I imagine these women going home. Instead of being the outspoken, agitating woman she is there, I see a woman who quietly opens the door to her house. She runs into the kitchen and puts on her apron. She goes upstairs to find the kids and ask them whether they have done their homework. They look the other direction. She tears the video game consuls out of their hands. She gets them behind their desks and they start to work. She runs downstairs and starts to cook. An hour later her husband arrives. He is round, with a nice charming smile. He kisses her first. He puts his satchel in its place in the foyer. He walks into the living room and turns on the television. He comes back into the kitchen and asks her about the kids. Then he asks her about her day. She goes into minor detail about the parade.


She asks him to go upstairs and help the kids with their homework. She knows he is tired and he probably doesn’t have the energy to honor that request. He knows she knows. He walks upstairs. He finds energy in seeing his children but he is having a hard time letting go of his day, of the exhaustion of the weight of the world on his shoulders. She feels the same.


They eat dinner together as a family. She is upset, but she doesn’t know why. She notices her husband is uncomfortable. She notices he is not present at the table. She begins to attempt to mitigate the situation. She makes jokes, the kids laugh. She makes fun at her husband, he smiles forcefully, trying to be light and fun for the kids. He is in thought.

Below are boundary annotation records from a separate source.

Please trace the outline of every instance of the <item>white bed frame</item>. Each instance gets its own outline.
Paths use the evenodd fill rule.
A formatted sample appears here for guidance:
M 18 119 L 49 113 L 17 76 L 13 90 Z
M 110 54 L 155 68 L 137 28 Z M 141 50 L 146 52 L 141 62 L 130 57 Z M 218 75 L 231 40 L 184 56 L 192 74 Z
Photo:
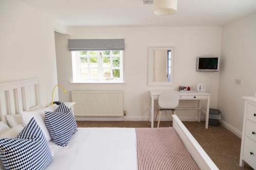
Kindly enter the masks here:
M 177 115 L 173 115 L 173 127 L 198 167 L 202 170 L 219 169 Z
M 30 107 L 29 87 L 35 86 L 36 105 Z M 0 84 L 1 120 L 6 122 L 5 115 L 15 114 L 42 106 L 39 79 Z M 173 127 L 199 168 L 202 170 L 219 169 L 176 115 L 173 115 Z
M 30 107 L 29 96 L 34 86 L 35 105 Z M 39 79 L 25 80 L 0 84 L 0 114 L 1 121 L 6 123 L 6 115 L 14 115 L 41 107 Z

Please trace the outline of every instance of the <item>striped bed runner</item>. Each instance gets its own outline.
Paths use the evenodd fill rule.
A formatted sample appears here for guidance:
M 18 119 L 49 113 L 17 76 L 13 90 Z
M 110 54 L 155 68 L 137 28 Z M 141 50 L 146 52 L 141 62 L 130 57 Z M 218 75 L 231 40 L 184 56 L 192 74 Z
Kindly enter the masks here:
M 173 128 L 136 131 L 139 170 L 199 169 Z

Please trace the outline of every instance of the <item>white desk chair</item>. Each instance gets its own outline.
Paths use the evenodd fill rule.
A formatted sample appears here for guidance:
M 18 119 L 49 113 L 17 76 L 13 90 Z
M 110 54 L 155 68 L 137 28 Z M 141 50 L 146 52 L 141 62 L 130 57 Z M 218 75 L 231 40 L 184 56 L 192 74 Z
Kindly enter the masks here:
M 162 110 L 172 110 L 173 114 L 175 114 L 175 108 L 179 105 L 180 94 L 178 91 L 164 92 L 160 94 L 158 98 L 158 111 L 157 117 L 158 117 L 157 127 L 159 127 L 161 113 Z

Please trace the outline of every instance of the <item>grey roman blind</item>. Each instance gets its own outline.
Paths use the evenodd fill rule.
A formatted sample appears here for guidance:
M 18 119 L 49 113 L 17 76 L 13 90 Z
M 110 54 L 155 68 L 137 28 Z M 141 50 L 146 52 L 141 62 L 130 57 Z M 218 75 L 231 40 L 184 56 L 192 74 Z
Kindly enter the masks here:
M 124 50 L 124 39 L 69 39 L 70 51 Z

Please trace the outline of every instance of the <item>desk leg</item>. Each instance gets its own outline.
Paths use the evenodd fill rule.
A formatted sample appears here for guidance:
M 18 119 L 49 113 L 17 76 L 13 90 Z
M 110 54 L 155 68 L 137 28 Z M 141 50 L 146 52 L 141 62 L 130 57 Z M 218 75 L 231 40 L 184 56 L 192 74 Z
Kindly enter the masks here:
M 210 110 L 210 96 L 208 96 L 207 106 L 206 108 L 206 115 L 205 117 L 205 129 L 208 129 L 208 122 L 209 122 L 209 111 Z
M 151 128 L 154 128 L 154 96 L 151 96 Z
M 198 108 L 199 109 L 197 112 L 197 122 L 200 122 L 201 121 L 201 100 L 198 100 Z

She has disappeared from the table. Instead she sits in the minds of each one of her family member’s minds, hypersensitive to and predicting their needs with varying levels of success, worried her kids are bored or don’t like her food. She tries to distract her husband to bring him back to the table, make him laugh or feel good about them. She has disappeared from the table. Like a little fairy she is bouncing around between her family members trying to appease their present needs and desires.


That night she goes to bed. She has a slight subconscious itch. It is subconscious so she is unable to identify it accurately. The days pass through her mind, like a flash back scene from a movie. Most of it is irrelevant, even TV shows run through her mind. Then she remembers a coffee with a friend, a male language professor. He says “I don’t understand how you can be so clever in the daytime, but so clueless at night.” She disregarded the comment as indicative of his constant desire to sleep with her. But she had heard similar statements over the years, even before she got married. Something about “not getting it” when it came to relationships. She wondered what people were talking about.